The final step in the implant production process is a final ultrasonic clean and sterilisation to make sure the parts are 100% ready to take root in recipients jaw when the dentist or dental surgeon screws them in. All going to plan the implant will bond to the bone within a few weeks and the patient can then return to the clinic to have the ceramic tooth attached.
Now with all of the technical details out of the way, what are they actually like?
The good news is that unlike the dentures and false teeth of old, new titanium and ceramic dental implants like the ones used at smile-for-life.site can be cared for just like normal teeth. There is no need for removal for cleaning and they can be maintained with a standard toothbrush. This ensures that patients have the best experience possible.

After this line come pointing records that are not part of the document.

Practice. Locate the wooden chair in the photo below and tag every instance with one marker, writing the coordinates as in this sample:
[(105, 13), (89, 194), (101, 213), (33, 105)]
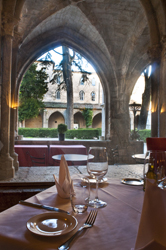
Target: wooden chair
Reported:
[(37, 161), (115, 154), (156, 143)]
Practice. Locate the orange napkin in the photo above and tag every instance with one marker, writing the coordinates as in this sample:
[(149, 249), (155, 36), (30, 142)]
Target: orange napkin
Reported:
[(65, 183), (152, 228)]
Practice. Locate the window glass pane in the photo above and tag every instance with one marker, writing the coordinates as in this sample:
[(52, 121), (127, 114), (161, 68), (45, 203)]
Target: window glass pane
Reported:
[(93, 96), (93, 82), (58, 96)]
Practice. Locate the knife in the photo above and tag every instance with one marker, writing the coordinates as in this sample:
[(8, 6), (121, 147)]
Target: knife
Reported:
[(42, 206)]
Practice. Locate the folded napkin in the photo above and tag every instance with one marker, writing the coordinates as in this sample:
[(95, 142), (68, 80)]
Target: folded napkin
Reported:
[(152, 228), (65, 184)]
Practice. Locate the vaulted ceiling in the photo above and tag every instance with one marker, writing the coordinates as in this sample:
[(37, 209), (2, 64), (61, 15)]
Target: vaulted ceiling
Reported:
[(114, 35)]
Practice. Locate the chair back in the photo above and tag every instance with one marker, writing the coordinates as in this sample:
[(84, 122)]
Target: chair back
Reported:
[(37, 161), (156, 143)]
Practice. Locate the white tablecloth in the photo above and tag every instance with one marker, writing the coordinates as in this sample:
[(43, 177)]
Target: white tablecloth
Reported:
[(115, 228)]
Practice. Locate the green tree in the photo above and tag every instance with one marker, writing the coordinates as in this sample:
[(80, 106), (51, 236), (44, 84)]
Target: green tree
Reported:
[(65, 69), (32, 90), (87, 114)]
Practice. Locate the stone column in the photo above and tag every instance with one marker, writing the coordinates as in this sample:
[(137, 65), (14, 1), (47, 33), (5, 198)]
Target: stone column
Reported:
[(14, 102), (6, 162), (155, 56), (162, 91), (45, 120)]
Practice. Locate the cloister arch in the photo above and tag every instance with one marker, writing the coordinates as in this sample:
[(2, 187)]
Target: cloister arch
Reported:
[(79, 120), (97, 121), (55, 119), (118, 41)]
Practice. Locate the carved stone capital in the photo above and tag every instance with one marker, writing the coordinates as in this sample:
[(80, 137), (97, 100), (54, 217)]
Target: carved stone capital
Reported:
[(163, 43), (17, 39), (8, 24), (154, 53)]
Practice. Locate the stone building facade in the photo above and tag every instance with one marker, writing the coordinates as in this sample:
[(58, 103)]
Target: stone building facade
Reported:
[(119, 38), (85, 95)]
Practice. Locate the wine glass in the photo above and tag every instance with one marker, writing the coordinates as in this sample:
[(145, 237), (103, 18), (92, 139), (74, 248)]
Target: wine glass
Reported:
[(97, 167)]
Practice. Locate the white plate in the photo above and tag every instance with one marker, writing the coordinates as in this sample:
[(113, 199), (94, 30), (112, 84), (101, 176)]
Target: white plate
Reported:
[(51, 224), (132, 181), (93, 180)]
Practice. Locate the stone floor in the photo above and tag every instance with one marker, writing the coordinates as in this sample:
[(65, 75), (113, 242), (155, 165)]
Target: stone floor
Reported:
[(45, 174)]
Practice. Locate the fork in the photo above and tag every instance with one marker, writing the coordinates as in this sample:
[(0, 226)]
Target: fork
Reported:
[(88, 223)]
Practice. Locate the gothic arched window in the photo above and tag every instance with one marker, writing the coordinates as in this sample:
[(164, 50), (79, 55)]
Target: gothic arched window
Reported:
[(82, 94), (93, 96), (58, 95)]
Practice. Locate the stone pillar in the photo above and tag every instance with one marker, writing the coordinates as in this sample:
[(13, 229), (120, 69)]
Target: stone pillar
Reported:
[(103, 116), (45, 120), (162, 91), (155, 55), (6, 162), (12, 138)]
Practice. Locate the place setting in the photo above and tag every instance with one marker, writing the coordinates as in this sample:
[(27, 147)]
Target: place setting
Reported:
[(59, 222)]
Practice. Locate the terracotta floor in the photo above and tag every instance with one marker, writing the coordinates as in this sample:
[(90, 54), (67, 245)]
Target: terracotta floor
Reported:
[(45, 174)]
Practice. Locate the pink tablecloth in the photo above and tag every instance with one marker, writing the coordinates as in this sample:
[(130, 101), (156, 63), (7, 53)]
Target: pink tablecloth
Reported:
[(115, 228), (66, 149)]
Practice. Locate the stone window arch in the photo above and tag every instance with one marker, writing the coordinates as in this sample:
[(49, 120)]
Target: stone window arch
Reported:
[(93, 95), (82, 95), (81, 81), (58, 95), (93, 81)]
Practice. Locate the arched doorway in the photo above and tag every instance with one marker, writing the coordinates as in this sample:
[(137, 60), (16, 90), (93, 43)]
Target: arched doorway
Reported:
[(55, 119), (97, 121), (79, 121)]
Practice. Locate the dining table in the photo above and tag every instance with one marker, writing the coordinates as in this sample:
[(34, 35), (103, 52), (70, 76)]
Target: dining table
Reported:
[(115, 227)]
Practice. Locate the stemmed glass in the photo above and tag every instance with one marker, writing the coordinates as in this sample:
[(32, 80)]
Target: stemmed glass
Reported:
[(97, 167)]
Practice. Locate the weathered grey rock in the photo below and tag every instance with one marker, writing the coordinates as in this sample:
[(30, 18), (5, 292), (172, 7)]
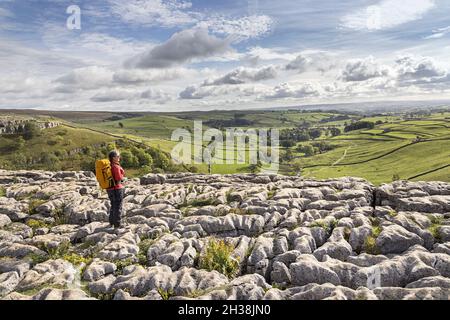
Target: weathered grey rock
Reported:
[(8, 281), (429, 282), (4, 220), (412, 293), (59, 294), (102, 286), (98, 269), (396, 239), (17, 250), (52, 272), (308, 270), (16, 265)]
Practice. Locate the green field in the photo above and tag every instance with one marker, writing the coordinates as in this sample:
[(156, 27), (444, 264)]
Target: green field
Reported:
[(398, 145)]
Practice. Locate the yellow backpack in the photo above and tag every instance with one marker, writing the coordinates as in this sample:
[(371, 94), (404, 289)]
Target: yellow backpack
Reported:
[(103, 173)]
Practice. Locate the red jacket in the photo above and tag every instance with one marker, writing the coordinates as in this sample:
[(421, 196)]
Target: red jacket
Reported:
[(118, 175)]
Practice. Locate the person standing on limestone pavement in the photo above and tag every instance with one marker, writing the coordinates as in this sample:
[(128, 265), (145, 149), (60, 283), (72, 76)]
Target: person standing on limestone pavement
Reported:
[(116, 193)]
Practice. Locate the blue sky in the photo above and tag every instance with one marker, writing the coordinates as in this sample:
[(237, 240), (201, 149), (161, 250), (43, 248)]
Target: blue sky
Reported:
[(158, 55)]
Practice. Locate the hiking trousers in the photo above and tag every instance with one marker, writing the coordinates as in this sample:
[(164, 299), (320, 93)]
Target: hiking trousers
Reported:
[(115, 212)]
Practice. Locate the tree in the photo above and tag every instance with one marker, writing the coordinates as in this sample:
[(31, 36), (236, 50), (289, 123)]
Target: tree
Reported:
[(335, 131), (31, 130), (308, 150), (287, 143), (297, 168), (287, 156), (18, 144), (128, 160), (254, 168), (50, 161), (315, 133)]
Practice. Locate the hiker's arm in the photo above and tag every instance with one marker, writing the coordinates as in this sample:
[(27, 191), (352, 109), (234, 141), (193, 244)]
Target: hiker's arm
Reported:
[(117, 174)]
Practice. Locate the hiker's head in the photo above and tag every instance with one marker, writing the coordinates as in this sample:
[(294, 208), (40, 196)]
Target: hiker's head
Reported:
[(114, 156)]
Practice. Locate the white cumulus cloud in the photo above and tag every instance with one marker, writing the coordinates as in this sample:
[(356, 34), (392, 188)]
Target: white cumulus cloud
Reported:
[(387, 14)]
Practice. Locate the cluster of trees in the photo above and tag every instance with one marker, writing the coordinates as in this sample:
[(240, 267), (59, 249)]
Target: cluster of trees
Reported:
[(290, 137), (144, 159), (359, 125), (315, 148), (340, 117), (237, 121)]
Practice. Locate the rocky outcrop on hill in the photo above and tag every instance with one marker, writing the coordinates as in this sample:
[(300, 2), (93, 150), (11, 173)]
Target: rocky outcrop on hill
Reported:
[(289, 238)]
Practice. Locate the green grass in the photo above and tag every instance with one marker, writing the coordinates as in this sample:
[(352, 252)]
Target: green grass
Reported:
[(144, 245), (166, 294), (218, 257), (407, 162), (37, 224), (436, 223)]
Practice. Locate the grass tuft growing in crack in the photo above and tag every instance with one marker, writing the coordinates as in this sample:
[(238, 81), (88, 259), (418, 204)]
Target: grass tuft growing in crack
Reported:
[(218, 256)]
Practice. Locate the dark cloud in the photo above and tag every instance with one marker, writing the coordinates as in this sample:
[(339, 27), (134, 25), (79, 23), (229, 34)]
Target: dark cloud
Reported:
[(182, 47)]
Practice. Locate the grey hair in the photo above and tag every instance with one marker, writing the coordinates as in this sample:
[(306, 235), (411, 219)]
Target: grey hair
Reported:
[(112, 154)]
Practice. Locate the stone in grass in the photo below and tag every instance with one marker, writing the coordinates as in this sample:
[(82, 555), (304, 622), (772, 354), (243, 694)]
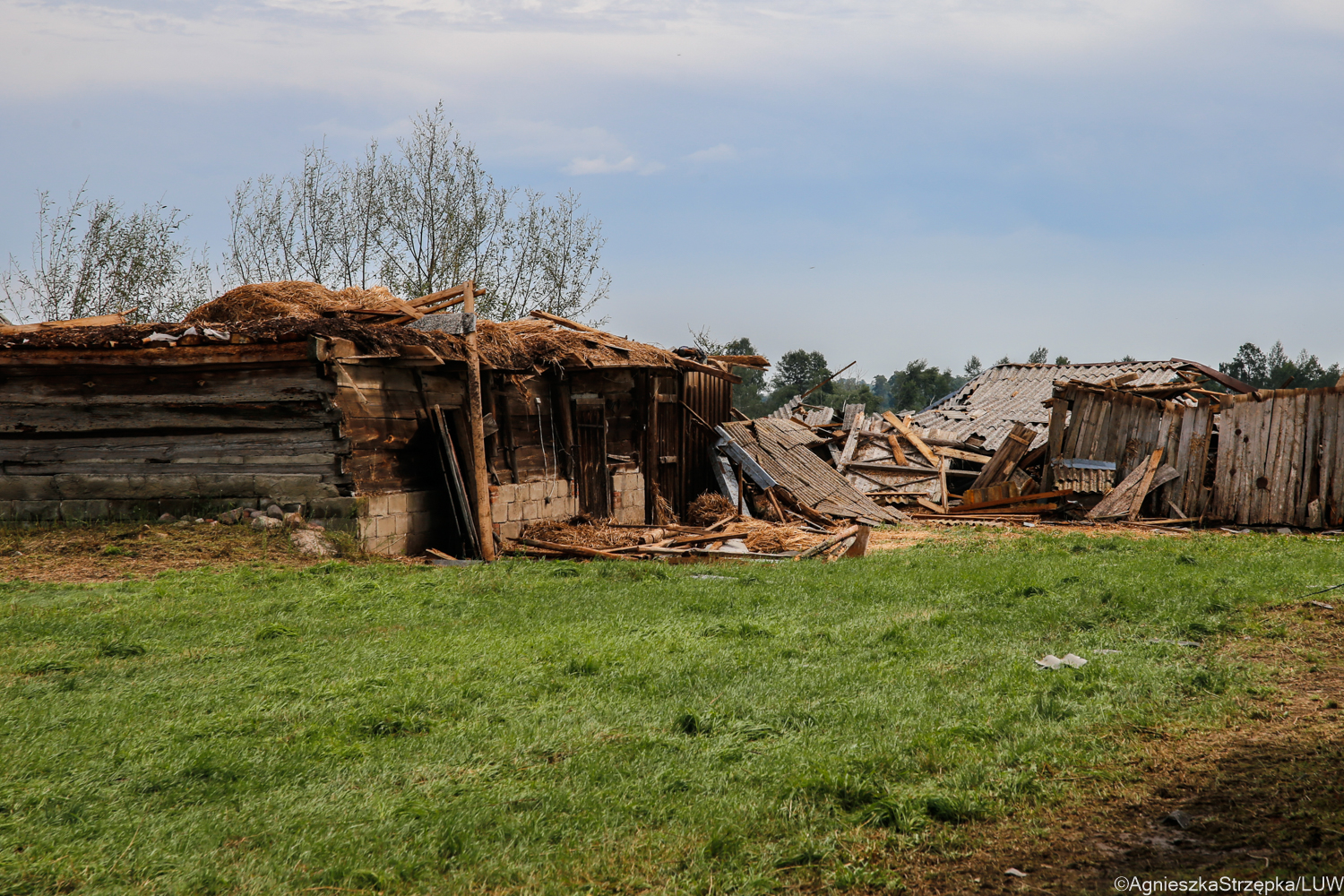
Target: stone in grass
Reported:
[(1051, 661), (312, 543), (1177, 820)]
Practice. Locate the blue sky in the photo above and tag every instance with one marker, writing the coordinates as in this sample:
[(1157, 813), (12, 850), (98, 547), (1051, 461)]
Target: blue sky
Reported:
[(875, 180)]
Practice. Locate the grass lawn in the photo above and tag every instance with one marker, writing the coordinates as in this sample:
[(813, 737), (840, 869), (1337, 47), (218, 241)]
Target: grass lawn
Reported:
[(607, 727)]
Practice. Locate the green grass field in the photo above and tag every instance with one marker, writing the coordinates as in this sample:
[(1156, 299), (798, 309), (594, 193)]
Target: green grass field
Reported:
[(602, 727)]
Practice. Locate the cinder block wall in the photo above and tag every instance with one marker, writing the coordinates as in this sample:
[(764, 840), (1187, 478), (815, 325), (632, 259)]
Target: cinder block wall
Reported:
[(513, 506), (395, 522)]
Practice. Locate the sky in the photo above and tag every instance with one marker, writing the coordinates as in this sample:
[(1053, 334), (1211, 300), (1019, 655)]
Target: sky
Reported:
[(879, 182)]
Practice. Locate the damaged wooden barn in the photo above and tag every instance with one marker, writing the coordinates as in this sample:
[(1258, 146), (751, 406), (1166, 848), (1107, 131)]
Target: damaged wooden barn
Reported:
[(409, 425)]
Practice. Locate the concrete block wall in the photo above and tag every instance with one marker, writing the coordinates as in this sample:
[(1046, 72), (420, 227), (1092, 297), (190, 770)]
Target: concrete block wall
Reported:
[(513, 506), (395, 522)]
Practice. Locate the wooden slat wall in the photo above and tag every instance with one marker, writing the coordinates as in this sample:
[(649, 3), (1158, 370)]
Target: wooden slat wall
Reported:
[(1125, 429), (711, 400), (1279, 458), (382, 411)]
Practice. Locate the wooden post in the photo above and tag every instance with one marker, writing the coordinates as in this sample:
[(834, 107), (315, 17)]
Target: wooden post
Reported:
[(478, 426)]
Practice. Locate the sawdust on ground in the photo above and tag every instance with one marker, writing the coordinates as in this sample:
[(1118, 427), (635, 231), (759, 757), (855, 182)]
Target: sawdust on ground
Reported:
[(105, 552)]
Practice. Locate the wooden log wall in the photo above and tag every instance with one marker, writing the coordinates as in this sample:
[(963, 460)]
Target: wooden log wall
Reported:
[(1281, 458), (711, 401), (1109, 425), (207, 422)]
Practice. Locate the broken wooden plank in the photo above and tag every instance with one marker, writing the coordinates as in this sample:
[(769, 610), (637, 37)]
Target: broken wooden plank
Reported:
[(962, 455), (905, 429), (1145, 484), (1021, 498)]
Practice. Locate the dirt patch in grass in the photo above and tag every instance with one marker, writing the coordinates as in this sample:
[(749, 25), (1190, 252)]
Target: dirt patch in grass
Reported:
[(131, 551), (1261, 797)]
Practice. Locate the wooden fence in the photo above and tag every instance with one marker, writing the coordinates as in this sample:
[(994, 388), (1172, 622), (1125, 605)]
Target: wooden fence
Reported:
[(1281, 458), (1110, 425)]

Due to the fact that they are biologically bonded to the bone dentists claim that the feel of the teeth when eating with the implants is exactly like that of your regular teeth. The direct bonding of the implant to the recipients jaw bone also has the benefit of stimulating the jaw bone and helps to prevent issues like gum recession and bone density loss common with traditional over the gum dentures. This allows modern dentists to improve patient outcomes and reduce any post operative complications to a minimum.
The 6 basic steps of implanting
Soft tissue reflection – An incision is made in the gum over the crest of the jaw bone that allows the gum to be folded back revealing the bone. In recent times “flapless” surgery is becoming more common and a circular punch slightly bigger than the diameter of the implant is used to remove a piece of gum.
Pilot Drilling – A high speed pilot drill and drilling jig is used to place the first hole on the jaw bone.
Hole enlargement – A series of anywhere between 3 and 6 progressively larger drill bits is used to enlarge the pilot hole. This needs to be done carefully to avoid burning the bone. A special saline coolant is often used by the gentle dentist to keep the site cool whilst drilling.
Placing the titanium screw – The titanium implant screw is inserted directly in to the jaw bone (in the case of self-tapping implants) or in to a thread in the bone that was tapped after drilling (to learn more about implants click here)
Tissue repair – The gum tissue is brought up as close as possible to the implant and is allowed to heal before fitting the crown. In some cases the gum is allowed to heal over the implant screw for the gentle dentist to expose at a later date.
Fitting the crown – The patient returns to their dentist for the fitting of the crown. This can take anywhere between 1 and 3 hours depending on the type of implant and crown used.